I hope you can take a look at the resulting blog post and packages, and maybe try some of it out yourself. I can't promise any of it will be actively maintained, but I promise to try.

Footnotes:

1

One issue I still have is that when publishing a package using a codeberg access token is that the codeberg registry almost always returns a 500 error on the first upload attempt. Despite that, it does publish it successfully, so when automatically retried a second time, the registry now returns a 400 error saying that the same version can't be published twice.

I spent some time trying to parse the stderr to ignore nonzero exit codes if given a 400 response, but what ended up being easier and more reliable is simply ignoring the exit code from npm publish entirely, then afterwards checking that the version in the local package.json file matches the latest published version. This hasn't steared me wrong yet, but I can imagine a situation where I might want to publish a package that is not the latest, like a critical security fix for an out-of-date major version that is still being used, in which case the shell script might need to become more complex.

2

Eslint provides warnings about code smell, which is, basically, software patterns that probably only work in controlled environments or are difficult to maintain. Even if it passes the test cases, smelly code can lead to unexpected behavior or it may be easy to misunderstand in the future. That is a deliberately broad definition because eslint is a quickly evolving set of rules that search for code smell, and the onus is on package maintainers to enable or disable each rule individually, or add a third party list of rules, like one maintained by AirBnB, to define what code smell is.

I decided a while ago to use a list of rules maintained by the Alloy Team but the entire configuration system changed a few years ago, the old style deprecated, and version 10 removed the ability to read old configs entirely. It is a bad decision in my opinion, and both Alloy and I have not upgraded yet to version 10. The new config style completely disables pluggable rulesets like the one I was using. Despite eslint version 9 being officially deprecated, it has been maintained well for years and hopefully it will continue to be maintained and eventually forked away from the eslint team.

3

I hope all the AI-boosted software 'developers' read this sentence twice. I can only say that because I'm not offloading my work onto a statistical model to obscure ownership and join some mythical new era of productivity. I can't imagine dealing with the anxiety of not even knowing which parts of a project are mine or why I chose certain abstractions. I would second guess everything I wrote from more than two weeks ago, at best.

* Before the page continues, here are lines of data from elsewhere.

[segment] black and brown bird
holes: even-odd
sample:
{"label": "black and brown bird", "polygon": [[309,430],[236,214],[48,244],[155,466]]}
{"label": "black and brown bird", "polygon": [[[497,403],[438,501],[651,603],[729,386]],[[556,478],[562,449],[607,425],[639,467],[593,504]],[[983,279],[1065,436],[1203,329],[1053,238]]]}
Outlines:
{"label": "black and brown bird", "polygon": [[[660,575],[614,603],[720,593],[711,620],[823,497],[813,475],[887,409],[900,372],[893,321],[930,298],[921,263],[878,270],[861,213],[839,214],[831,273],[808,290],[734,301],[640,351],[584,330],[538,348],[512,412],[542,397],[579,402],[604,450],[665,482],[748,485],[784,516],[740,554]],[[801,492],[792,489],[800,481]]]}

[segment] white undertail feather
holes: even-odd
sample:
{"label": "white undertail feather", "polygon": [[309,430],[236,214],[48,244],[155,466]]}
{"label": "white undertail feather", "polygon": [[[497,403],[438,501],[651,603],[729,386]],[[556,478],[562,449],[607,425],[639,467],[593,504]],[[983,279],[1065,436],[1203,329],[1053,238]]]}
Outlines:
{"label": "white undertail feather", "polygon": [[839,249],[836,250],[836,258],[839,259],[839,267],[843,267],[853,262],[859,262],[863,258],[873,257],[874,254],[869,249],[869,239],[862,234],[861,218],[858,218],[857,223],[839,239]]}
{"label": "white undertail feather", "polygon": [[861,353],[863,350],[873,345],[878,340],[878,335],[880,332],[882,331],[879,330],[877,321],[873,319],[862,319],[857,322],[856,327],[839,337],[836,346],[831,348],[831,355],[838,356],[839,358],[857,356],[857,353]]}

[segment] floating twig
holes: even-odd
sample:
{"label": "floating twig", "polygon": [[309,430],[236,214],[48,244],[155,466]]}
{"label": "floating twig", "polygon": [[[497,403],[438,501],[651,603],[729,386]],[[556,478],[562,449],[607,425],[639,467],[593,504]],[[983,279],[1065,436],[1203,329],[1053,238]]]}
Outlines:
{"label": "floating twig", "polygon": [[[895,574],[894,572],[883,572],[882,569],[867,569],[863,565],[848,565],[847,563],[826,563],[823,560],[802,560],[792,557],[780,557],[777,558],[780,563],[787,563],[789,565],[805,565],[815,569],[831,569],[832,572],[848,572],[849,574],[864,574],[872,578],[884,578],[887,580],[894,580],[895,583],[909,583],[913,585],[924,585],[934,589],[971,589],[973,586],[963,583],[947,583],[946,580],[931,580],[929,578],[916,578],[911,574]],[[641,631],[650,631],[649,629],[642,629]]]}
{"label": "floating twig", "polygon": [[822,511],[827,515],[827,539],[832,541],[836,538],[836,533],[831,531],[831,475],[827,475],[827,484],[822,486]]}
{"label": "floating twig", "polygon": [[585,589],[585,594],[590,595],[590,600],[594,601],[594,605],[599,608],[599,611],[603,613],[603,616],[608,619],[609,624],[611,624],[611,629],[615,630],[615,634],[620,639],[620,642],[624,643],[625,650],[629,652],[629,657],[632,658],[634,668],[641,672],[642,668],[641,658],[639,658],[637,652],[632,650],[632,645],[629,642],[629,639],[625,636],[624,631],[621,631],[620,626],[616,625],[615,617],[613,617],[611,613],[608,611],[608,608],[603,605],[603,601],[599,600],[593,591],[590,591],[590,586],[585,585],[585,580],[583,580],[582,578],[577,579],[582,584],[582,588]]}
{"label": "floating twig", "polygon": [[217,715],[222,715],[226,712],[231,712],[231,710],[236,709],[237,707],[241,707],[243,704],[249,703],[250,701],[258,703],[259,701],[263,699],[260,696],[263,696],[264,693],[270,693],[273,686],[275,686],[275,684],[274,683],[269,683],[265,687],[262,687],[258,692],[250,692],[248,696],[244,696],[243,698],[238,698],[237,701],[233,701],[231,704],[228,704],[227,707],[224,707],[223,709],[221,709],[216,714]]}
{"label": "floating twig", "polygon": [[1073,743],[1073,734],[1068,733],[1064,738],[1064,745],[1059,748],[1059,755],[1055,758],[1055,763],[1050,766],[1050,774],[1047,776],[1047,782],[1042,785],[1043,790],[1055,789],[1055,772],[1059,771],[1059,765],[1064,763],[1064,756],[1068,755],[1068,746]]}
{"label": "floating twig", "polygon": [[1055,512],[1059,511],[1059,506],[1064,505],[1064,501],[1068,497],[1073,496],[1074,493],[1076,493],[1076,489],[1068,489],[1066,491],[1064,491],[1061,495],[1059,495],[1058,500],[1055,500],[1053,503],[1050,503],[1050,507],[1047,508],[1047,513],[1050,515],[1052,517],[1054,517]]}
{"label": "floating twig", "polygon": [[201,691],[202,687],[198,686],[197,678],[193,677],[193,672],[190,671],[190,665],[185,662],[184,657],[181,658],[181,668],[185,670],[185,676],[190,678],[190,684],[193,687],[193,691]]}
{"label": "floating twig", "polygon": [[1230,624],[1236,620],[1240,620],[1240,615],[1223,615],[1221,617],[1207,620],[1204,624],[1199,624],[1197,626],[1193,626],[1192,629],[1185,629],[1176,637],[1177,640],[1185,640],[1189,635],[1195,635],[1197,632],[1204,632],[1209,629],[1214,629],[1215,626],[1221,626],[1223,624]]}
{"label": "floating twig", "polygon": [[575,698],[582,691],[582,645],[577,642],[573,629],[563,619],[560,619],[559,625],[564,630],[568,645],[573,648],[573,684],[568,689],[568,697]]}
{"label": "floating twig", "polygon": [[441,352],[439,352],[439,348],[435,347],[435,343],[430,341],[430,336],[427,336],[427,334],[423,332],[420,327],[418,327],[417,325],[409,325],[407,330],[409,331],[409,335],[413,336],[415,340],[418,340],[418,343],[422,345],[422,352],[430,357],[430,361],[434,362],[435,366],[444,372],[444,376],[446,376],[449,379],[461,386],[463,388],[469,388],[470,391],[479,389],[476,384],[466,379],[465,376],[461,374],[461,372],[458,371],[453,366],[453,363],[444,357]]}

The really crazy thing to me is that a lot of these llm tools are hiding their user's sole contribution to the projects: the input prompts. I know that 'prompt engineers' exist, and other power users find ways to share their inputs among coworkers, but my experience working, or trying to work with other AI-enabled engineers is that their prompts are never stored in the git repository, only the outputs. And asking to see what prompted certain changes or commits is sometimes even seen as an invasion of privacy, and again, this is sometimes the only thing vibe coders are themselves providing to a project, and I'm not allowed to see how they crafted their specifications.

These tools are teaching developers that their thoughts are useless, even embarassing, something to feed into a machine to extrude into a more palatable, useful, thing. The truth is these machines are the useless thing, and without your prompts they would do nothing at all. You are the spark, the most critical component. Your input is valuable.

And that's what it comes down to, isn't it? They need our prompts, desperately. They all do: Anthropic, Microsoft, Kimi etc. They need us to refine their models, provide post-training data. And they've convinced a lot of their users the exact opposite, that the users need them, that the outputs are the valuable thing. Don't fall for it.